Hanya saja yang menjadi ganjalan bagi mereka yang tinggal di negara tropis seperti Indonesia, seringkali menu pola makan berbasis tumbuhan segar seperti #RawFood, #FoodCombining, #DietAlkaline, dan #PlantBasedDiet mengacu pada menu-menu yang umum ada di negara 4 musim.
Semisal salad yang isinya terdiri dari racikan sayuran yang biasa ditemui di negara-negara tersebut. Padahal sejatinya sebagai negara tropis, apalagi subur seperti Indonesia, tumbuhan yang ada jauh lebih beragam dan karena hanya memiliki musim hujan dan kemarau, nyaris tidak ada batas waktu untuk tumbuhan tersebut dipanen setiap tahunnya.

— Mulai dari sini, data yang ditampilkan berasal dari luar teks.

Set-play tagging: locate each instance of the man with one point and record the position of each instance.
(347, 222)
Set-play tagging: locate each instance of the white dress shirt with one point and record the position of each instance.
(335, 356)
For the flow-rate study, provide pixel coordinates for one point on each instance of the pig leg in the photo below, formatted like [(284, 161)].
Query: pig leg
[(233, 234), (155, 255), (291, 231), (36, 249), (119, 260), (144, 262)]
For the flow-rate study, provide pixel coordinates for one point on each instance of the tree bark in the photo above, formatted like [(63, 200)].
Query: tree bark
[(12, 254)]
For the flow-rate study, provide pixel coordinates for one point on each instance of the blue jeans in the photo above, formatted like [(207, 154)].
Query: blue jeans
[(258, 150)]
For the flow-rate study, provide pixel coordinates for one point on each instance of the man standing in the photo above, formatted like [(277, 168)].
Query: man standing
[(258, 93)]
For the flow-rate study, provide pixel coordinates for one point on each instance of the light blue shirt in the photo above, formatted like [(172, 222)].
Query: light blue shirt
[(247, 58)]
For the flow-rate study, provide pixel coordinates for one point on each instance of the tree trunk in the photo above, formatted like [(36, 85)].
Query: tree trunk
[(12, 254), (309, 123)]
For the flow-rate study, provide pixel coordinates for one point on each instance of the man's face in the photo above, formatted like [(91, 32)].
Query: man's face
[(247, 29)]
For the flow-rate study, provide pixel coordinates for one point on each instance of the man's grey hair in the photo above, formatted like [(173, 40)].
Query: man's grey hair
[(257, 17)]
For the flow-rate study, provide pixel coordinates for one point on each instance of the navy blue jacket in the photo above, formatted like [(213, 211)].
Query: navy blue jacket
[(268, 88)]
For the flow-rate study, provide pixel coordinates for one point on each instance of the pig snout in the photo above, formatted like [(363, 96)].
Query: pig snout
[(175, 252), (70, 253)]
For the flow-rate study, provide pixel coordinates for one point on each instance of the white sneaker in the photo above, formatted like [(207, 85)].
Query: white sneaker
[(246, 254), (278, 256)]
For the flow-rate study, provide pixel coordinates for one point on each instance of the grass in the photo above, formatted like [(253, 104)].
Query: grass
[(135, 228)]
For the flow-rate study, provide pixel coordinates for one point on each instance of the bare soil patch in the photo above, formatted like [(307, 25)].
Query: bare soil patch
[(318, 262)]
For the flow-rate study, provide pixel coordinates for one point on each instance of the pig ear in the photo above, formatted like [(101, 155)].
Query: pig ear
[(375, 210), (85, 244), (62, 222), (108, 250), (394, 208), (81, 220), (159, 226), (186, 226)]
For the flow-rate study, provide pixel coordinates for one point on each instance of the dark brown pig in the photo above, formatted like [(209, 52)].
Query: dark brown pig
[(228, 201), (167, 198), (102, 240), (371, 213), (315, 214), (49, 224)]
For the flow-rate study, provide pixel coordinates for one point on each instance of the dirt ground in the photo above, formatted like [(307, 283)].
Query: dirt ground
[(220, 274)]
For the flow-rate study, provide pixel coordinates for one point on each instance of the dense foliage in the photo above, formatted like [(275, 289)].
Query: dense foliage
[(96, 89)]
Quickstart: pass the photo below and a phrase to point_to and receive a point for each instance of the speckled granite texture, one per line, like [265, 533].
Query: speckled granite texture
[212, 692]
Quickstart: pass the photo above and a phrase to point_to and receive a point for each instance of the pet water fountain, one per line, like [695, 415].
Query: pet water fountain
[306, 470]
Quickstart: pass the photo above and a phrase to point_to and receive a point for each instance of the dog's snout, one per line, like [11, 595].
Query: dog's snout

Lagipula kualitas tumbuhan terkait ketersediaan enzim dan antioksidan amat tergantung pada jarak antara waktu petik dan santap. Semakin pendek semakin baik. Semakin panjang masa petik, semakin berkurang manfaatnya. Terutama bila membicarakan dua unsur sarat guna tersebut.Ketimbang mengkonsumsi aneka ragam salad, dengan racikan sayur negara 4 musim, jauh lebih baik bila kita mengacu pada sayuran segar yang diracik menjadi gado-gado, trancam, pecel, karedok dan lain sebagainya.
Daripada menghabiskan banyak uang untuk membeli buah impor seperti plum, peach, pear, dan lainnya, jauh lebih bermanfaat bila Anda merogoh kocek tidak terlalu dalam dan mendapatkan manfaat melimpah maksimal dari pepaya, jambu air, kesemek, nanas, semangka dan segudang buah lokal yang tumbuh di sekitar.